Le soutien étranger à la course électorale française est une décision risquée – EURACTIV.fr


Vous pouvez toujours dire qu’un candidat est nerveux lorsqu’il pousse des dirigeants étrangers à le soutenir.

Les sondeurs peuvent donner au président Emmanuel Macron un avantage étroit mais décisif avant le second tour présidentiel de dimanche contre la nationaliste d’extrême droite Marine Le Pen, mais il ne laisse clairement rien au hasard.

« Nous avons besoin de la France à nos côtés. Une France qui a été, encore et encore, un phare de démocratie et de fraternité en Europe et dans le monde.

C’est ce qu’affirment le Premier ministre espagnol Pedro Sánchez, le Premier ministre portugais António Costa et le chancelier allemand Olaf Scholz dans un article d’opinion conjoint à El Pais. Ils disent que l’élection présidentielle de dimanche est « critique » pour assurer une Union européenne forte face à de nouveaux défis tels que l’invasion de l’Ukraine par Vladimir Poutine.

Leurs éloges pour Macron n’ont d’égal que leurs critiques de sa rivale Marine Le Pen, qu’ils accusent de se ranger du côté de « ceux qui attaquent notre liberté et notre démocratie ».

« Les populistes et l’extrême droite de tous nos pays ont soutenu Poutine comme un modèle idéologique et politique, reproduisant ses idées chauvines », ajoutent les dirigeants.

Macron n’a peut-être pas personnellement exhorté ses collègues chefs de gouvernement à rédiger leur missive commune, mais il est inconcevable qu’il n’ait pas connu et approuvé le texte.

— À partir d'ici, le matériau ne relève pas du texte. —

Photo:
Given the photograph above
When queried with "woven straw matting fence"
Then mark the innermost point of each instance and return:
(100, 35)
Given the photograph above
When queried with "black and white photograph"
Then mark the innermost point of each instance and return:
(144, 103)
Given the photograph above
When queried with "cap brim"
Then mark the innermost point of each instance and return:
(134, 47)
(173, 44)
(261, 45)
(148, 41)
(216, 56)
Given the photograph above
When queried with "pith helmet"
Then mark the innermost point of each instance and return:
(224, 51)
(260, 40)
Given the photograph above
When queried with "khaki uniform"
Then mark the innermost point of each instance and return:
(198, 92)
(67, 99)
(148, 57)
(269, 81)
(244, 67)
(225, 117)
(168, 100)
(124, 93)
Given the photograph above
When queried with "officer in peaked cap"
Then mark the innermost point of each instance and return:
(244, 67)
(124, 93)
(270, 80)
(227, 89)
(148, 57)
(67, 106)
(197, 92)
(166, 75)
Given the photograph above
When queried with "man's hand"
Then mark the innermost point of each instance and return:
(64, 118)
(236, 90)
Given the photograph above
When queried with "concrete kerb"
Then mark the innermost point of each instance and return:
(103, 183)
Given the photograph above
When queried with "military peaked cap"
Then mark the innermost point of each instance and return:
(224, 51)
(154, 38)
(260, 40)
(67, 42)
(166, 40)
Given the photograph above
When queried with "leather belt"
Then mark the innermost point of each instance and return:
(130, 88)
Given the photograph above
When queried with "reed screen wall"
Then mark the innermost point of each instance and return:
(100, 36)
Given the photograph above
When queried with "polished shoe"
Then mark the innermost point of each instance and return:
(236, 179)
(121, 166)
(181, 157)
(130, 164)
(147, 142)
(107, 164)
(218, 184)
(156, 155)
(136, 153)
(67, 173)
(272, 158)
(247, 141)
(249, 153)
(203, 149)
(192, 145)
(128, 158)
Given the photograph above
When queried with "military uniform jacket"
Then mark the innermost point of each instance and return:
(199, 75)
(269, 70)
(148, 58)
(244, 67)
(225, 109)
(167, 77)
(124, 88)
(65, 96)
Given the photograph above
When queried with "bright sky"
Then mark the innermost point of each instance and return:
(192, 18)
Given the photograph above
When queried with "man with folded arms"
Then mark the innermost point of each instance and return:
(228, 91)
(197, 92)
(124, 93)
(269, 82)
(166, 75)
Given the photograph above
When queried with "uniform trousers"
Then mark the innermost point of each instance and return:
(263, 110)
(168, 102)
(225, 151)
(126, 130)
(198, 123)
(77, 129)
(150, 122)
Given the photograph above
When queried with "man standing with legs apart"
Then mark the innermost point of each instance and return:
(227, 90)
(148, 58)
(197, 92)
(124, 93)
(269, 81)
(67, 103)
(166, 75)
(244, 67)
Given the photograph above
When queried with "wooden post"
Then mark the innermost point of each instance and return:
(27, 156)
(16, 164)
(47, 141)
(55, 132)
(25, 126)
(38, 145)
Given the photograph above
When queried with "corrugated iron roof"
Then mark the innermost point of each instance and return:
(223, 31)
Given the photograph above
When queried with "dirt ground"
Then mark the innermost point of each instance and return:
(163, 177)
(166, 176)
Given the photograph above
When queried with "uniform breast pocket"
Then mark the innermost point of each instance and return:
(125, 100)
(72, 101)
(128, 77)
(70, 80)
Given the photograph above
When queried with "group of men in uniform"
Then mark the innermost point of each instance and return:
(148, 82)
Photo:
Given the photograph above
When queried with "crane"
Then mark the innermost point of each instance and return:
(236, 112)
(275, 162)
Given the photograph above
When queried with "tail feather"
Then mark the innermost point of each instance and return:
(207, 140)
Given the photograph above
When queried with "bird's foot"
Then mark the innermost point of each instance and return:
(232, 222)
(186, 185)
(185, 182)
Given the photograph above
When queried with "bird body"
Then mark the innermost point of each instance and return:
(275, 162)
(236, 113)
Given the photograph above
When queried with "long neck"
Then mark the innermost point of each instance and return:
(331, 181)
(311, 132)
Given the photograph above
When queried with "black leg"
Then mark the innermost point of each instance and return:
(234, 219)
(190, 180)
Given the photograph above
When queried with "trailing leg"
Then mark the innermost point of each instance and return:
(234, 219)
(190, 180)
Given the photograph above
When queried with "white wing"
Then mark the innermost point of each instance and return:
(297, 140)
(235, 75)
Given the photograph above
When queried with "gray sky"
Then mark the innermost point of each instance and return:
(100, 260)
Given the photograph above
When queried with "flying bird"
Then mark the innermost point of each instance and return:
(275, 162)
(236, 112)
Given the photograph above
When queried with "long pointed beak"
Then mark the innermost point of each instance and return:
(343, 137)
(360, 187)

Une telle intervention dans une élection nationale est rare. Les dirigeants européens ont tendance à ne pas s’impliquer dans les campagnes électorales de leurs pairs. Que les trois dirigeants aient ressenti le besoin de rompre les rangs et d’exhorter publiquement les Français à soutenir Macron indique que la course est serrée et que les enjeux sont élevés.

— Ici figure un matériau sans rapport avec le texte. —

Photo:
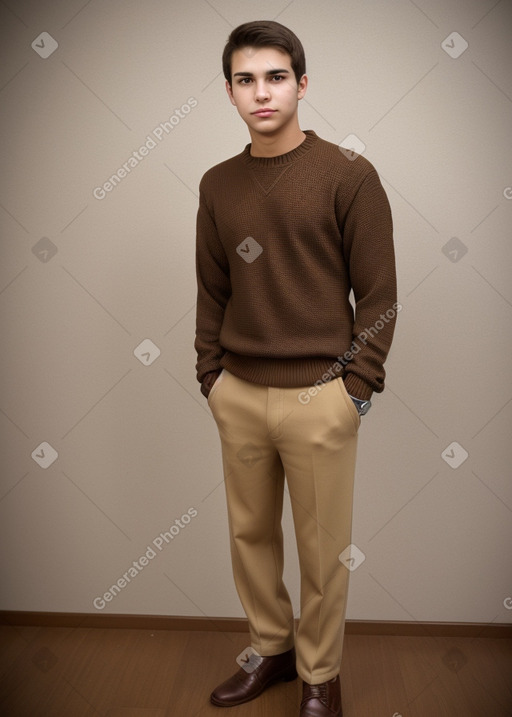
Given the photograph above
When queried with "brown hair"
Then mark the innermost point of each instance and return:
(265, 33)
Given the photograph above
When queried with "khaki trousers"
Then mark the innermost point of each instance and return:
(308, 435)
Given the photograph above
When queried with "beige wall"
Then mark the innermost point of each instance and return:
(137, 447)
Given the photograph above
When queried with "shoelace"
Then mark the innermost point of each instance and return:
(318, 691)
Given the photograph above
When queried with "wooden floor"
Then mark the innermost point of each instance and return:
(93, 672)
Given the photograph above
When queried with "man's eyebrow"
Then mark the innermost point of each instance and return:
(269, 72)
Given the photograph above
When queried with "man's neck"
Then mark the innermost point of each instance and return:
(270, 145)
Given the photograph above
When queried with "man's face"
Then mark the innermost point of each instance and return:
(264, 89)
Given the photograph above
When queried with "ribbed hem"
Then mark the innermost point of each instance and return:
(282, 373)
(281, 159)
(357, 388)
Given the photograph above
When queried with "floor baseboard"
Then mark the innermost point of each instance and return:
(235, 624)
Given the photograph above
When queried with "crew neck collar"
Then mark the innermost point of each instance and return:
(281, 159)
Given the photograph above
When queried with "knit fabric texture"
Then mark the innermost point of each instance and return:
(281, 244)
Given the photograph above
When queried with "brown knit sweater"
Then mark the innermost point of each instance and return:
(281, 241)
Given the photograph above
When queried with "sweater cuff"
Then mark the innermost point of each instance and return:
(357, 388)
(208, 381)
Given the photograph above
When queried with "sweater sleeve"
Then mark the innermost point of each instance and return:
(369, 254)
(213, 292)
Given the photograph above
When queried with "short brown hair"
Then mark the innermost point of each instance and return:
(265, 33)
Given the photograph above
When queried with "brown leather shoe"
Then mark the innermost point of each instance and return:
(322, 700)
(249, 682)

Il est également significatif que les trois dirigeants soient modérés et de centre-gauche. L’Italien Mario Draghi brille par son absence des signataires, dont la politique et les antécédents, en tant qu’économiste technocrate et banquier de Goldman Sachs, sont beaucoup plus proches de ceux de Macron. Cela souligne la nécessité pour Macron de rallier les électeurs français de gauche dimanche s’il veut être réélu. En cas de victoire, comme prévu, il aura également besoin du vote de gauche pour obtenir la majorité aux élections législatives de juin.

Il est moins clair si l’intervention des trois macronistes est une tactique intelligente. Les approbations politiques et de célébrités ne fonctionnent pas toujours, en particulier à une époque où les électeurs sont beaucoup moins déférents envers leurs dirigeants politiques que ne l’étaient leurs parents.

Macron peut y voir une démonstration que les dirigeants européens le tiennent en haute estime et sont conscients de l’importance de la place de la France dans l’UE. Mais cela cadre aussi bien avec le récit de Le Pen. Son équipe aura du mal à présenter cela comme une ingérence étrangère condescendante, indésirable et importune, un exemple de la politique élitiste contre laquelle elle s’oppose.

En outre, ceux qui ont la mémoire longue se souviendront de la façon dont le président Barack Obama et d’autres ont exhorté les Britanniques à ne pas voter pour quitter l’UE avant le référendum sur le Brexit en 2016, savent comment cette tactique s’est retournée contre lui, malgré le fait qu’Obama avait une cote de popularité élevée en Grande-Bretagne. Les électeurs ont tendance à ne pas aimer tout ce qui ressemble à ce qu’on leur dit quoi faire.